Underwater noise from seabed mining could travel long distances

Photo credit: J.U.L.Ö

by Daniel Fink, MD, Chair, The Quiet Coalition

We have written many times about the importance of noise in oceans and lakes, and its importance becomes greater at greater depths, where light penetration is greatly reduced. Animals living at these great depths rely on sound rather than sight to find food, select mates, and avoid predators. Any increased ambient noise may interfere with these vital functions.

This article from the Pew Charitable Trusts discusses a report in Science about underwater noise generated by deep seabed mining. The research was funded by Pew via a grant to Oceans Initiative. The study simulated underwater noise produced by a mining operation in the Clarion-Clipperton Zone, which spans 1.7 million square miles between Hawaii and Mexico.
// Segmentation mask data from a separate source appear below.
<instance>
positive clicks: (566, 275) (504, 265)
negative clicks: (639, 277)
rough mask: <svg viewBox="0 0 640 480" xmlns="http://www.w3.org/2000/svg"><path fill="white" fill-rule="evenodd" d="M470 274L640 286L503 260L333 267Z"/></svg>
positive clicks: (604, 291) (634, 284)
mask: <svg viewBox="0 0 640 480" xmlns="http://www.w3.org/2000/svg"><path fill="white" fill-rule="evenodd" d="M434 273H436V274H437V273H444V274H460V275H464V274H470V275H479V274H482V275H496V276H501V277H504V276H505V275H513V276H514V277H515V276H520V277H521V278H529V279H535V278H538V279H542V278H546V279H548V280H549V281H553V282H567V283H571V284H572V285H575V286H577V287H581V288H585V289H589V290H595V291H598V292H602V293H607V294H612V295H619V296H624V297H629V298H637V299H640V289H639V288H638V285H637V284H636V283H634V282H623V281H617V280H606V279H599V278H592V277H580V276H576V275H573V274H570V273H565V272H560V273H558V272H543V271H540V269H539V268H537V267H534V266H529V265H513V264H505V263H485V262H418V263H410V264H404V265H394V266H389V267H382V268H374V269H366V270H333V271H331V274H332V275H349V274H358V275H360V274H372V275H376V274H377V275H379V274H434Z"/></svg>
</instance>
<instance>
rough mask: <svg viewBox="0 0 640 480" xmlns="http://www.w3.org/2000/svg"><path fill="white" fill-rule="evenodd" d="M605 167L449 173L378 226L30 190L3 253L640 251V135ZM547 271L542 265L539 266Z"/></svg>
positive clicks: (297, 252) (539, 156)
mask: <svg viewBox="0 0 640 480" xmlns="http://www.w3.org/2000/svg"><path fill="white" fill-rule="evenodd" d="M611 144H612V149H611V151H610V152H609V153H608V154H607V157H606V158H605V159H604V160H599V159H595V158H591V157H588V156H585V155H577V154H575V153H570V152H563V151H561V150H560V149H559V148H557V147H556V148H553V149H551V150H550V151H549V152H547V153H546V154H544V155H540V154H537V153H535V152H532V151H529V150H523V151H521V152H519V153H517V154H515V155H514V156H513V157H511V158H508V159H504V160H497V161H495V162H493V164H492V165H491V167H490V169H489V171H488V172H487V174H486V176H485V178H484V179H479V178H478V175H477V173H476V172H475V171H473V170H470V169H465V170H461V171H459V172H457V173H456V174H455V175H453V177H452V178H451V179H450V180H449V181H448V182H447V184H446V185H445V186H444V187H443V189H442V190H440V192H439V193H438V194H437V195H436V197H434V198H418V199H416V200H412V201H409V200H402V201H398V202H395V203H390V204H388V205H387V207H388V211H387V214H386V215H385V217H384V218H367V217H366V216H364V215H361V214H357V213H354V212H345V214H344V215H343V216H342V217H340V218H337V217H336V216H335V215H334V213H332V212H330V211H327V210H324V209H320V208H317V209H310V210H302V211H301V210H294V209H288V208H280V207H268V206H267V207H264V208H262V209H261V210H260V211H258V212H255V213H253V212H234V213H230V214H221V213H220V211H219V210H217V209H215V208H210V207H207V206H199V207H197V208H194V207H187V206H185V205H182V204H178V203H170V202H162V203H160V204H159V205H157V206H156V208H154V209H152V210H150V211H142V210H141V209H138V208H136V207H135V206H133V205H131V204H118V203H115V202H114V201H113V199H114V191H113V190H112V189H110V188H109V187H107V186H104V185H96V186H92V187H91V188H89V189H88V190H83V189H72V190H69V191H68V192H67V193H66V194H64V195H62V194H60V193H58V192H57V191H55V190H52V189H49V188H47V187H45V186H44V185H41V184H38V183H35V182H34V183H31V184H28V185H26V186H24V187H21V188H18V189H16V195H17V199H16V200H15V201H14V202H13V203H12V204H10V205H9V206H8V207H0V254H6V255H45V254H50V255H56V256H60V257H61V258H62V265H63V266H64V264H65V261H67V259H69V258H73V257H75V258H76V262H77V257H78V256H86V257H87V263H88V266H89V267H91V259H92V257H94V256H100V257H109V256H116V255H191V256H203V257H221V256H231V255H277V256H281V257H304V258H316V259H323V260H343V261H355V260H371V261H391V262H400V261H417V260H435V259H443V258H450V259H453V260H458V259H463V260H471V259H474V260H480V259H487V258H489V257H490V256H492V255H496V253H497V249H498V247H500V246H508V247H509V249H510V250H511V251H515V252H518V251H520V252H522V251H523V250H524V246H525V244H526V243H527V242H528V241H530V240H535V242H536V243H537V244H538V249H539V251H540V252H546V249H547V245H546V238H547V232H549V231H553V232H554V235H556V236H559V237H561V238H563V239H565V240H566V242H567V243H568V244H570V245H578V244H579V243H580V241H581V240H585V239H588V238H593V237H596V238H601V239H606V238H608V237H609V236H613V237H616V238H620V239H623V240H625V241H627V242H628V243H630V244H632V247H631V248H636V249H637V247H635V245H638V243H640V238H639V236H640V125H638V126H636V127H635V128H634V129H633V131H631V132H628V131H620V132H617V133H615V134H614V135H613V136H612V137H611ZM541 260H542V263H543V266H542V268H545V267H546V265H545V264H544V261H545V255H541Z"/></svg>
This vast stretch of the seabed is covered with trillions of rocklike nodules containing nickel, manganese, copper, zinc, cobalt, and other minerals.

Mining has yet to begin, but companies are vying for approval and an intergovernmental organization formed to regulate seabed mining, the International Seabed Authority, is trying to develop regulations that will protect ocean life. The study showed that if all 17 contractors trying to get approval for mining in this Zone were operating, 2.1 million square miles of ocean would have increased noise levels.

We hope the ISA will develop evidence-based regulations that protect marine life in this large and important ocean ecosystem.

A quieter world, even under the sea, will be a better and healthier world for all.